And if you’re still not convinced, show me the Texas country lawyer who can’t find a loophole. Even the NCAA scholarship restrictions are only on a college-by-college basis. Isn’t a university comprised of multiple colleges—any two of which could be the sponsors of a Texas tandem?

First off, a school like Texas, whose alumni fund more than a third of the nation’s largest ($127 million last year) athletic budget, would bring in another gusher as the state’s Big Ten loyalists bought ticket rights to their half of the Texas two-step. Even that would pale in comparison to a potential doubling of television/cable revenue.

There could be obvious economies of scale, so to speak, which would reduce expenses. For example, the football team could probably share the same stadium, practice facility, weight room and such.

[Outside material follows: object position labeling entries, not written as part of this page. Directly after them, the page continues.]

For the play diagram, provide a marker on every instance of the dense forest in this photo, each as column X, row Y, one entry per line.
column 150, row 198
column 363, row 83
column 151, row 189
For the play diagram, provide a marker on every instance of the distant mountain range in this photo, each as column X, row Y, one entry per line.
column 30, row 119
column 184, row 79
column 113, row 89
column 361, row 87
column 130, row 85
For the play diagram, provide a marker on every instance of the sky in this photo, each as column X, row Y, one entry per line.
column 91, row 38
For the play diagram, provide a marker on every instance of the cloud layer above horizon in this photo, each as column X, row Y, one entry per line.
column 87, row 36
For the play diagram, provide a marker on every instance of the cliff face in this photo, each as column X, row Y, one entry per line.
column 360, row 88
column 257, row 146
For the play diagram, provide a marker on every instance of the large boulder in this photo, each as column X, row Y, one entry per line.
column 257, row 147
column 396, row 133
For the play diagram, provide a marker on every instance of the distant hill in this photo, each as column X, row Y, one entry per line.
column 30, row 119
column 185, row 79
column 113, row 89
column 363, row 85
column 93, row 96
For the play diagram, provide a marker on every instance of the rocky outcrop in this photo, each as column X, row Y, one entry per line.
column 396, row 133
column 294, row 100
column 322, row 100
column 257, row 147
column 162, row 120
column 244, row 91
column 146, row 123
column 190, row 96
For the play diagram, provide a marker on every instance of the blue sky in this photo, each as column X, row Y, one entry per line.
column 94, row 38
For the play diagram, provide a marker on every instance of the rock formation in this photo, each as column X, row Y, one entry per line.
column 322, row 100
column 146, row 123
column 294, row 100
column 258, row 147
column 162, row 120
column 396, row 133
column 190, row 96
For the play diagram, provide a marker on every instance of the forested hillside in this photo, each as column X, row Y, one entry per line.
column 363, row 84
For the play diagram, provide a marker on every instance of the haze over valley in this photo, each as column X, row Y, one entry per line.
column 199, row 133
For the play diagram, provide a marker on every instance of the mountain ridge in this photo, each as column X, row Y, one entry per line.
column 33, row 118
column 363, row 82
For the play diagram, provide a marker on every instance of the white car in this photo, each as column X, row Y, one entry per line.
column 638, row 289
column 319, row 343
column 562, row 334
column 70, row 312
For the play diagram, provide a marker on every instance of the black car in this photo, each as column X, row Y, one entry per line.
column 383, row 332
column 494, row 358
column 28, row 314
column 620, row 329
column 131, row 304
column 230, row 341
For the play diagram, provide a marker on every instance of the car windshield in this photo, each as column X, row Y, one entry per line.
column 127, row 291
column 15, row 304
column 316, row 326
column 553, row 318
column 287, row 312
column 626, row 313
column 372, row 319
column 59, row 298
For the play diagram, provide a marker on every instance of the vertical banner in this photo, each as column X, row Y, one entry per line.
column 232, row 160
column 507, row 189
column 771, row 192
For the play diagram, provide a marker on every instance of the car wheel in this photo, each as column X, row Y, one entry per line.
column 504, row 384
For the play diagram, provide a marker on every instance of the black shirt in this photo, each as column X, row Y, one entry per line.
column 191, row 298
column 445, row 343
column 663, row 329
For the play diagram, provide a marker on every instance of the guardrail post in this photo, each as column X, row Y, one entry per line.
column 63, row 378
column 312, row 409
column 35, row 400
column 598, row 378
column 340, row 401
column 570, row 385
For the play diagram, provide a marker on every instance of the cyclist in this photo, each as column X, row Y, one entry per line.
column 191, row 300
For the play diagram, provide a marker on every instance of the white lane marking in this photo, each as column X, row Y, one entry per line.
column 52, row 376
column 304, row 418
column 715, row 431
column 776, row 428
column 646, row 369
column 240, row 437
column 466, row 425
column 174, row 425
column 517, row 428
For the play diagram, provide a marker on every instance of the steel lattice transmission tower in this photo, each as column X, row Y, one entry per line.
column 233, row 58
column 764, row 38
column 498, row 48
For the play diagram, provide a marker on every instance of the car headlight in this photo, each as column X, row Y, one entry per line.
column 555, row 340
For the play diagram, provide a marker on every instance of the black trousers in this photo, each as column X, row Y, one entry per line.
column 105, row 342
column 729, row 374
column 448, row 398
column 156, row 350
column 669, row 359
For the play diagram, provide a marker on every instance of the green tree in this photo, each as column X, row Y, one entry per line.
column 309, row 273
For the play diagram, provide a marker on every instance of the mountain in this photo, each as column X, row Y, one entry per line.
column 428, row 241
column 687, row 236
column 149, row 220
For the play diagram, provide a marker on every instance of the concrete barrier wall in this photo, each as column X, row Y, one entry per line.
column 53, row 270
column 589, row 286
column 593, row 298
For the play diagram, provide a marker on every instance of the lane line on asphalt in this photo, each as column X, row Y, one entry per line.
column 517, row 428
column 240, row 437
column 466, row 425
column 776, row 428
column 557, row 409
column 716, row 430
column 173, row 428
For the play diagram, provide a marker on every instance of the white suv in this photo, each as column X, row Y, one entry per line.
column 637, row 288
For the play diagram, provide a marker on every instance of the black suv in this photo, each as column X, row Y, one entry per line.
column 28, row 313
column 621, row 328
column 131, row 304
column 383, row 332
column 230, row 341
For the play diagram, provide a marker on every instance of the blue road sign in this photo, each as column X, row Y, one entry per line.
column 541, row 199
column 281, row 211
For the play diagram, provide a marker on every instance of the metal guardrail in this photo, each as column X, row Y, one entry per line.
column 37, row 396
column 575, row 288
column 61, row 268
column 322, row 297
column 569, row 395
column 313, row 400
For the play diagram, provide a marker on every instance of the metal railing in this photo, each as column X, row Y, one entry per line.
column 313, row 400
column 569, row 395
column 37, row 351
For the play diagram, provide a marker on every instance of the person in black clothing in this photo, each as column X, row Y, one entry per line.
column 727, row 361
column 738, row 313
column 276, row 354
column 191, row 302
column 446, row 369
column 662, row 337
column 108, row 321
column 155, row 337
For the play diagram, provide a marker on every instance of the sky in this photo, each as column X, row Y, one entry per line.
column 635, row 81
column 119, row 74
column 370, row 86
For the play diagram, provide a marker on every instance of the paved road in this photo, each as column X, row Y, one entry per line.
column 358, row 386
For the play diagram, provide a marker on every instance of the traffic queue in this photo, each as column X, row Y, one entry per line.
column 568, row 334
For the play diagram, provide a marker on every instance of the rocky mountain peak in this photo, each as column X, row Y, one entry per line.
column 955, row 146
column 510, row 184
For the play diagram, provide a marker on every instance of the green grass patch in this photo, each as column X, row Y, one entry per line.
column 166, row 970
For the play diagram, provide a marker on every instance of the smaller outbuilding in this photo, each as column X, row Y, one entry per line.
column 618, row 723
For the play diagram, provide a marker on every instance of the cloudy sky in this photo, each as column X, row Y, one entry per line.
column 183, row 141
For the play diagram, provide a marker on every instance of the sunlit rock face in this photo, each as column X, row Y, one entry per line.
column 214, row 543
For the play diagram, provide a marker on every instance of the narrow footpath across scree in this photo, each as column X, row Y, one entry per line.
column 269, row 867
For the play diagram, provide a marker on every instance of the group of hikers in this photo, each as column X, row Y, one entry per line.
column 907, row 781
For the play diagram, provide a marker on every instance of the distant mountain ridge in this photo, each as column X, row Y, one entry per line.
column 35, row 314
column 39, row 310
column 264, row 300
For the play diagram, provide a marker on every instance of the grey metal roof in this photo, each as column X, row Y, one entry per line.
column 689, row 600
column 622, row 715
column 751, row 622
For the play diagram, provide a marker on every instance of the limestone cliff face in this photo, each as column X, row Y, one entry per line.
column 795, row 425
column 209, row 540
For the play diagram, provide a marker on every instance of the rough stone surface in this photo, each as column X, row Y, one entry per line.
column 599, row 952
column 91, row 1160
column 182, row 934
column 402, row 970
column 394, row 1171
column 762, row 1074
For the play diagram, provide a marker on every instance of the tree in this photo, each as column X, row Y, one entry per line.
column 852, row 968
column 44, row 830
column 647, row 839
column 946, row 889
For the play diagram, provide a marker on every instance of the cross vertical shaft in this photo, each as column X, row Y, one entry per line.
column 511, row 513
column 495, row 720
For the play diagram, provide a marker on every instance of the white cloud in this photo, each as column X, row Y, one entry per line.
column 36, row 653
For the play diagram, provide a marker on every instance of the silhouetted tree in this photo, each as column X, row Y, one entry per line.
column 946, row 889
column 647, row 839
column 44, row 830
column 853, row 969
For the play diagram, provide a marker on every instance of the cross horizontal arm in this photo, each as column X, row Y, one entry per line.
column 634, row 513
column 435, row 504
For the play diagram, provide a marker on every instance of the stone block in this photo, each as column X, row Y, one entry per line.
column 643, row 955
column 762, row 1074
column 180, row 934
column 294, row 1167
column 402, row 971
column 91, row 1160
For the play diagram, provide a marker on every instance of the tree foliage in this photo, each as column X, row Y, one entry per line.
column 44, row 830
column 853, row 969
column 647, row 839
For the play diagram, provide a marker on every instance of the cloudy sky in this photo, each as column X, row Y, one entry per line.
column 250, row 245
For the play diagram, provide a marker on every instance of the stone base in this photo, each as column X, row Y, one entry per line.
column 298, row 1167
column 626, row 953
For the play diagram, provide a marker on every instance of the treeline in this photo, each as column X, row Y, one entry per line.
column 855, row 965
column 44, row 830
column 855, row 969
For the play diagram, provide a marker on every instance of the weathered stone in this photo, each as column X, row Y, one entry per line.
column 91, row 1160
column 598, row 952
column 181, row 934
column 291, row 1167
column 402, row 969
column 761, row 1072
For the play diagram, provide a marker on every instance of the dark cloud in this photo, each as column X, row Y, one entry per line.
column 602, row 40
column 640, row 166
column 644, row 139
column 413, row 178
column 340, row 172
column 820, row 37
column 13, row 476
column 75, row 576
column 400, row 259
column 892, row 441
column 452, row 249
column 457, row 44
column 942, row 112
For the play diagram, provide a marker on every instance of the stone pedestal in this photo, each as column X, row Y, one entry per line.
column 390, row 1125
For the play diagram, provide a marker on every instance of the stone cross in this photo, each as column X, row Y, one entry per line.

Dualism at Texas would pacify the purists who want to annually thump Oklahoma and Nebraska, while attracting the wallets of hardcore Big Ten fanatics who want to see how a Texas squad would stack up against the rust belt’s best. That would play nicely with the new Big 12-Big Ten alignment for the Texas Bowl, and the fact that the Big Ten has sent member teams to post-season football games in Texas every year since 1995.

The additional 63 football scholarships for a second team would keep more of the state’s best players at home and attract more from the rest of the nation.

The biggest drawbacks: Finding a name and mascot for the additional squad.

Yes, there would have to be separate coaching staffs. But the upside is that if you can afford to pay a coach $5 million, you can afford to pay two coaches $10 million. The best and brightest BCS subdivision professionals would be beating a trail to Austin, a factor in ensuring that both squads are among Top 10 gridiron programs.

Texans not only have big wallets. They have big hearts. Perhaps financial arrangements could be made to justify transportation costs for poorer schools in such a far-flung league.

Eventually others might see the potential. Ohio State, second only to Texas in football revenue, could field Scarlet and Gray squads. Penn State could do the same.

Viola! There are your thirteenth and fourteenth Big Ten teams.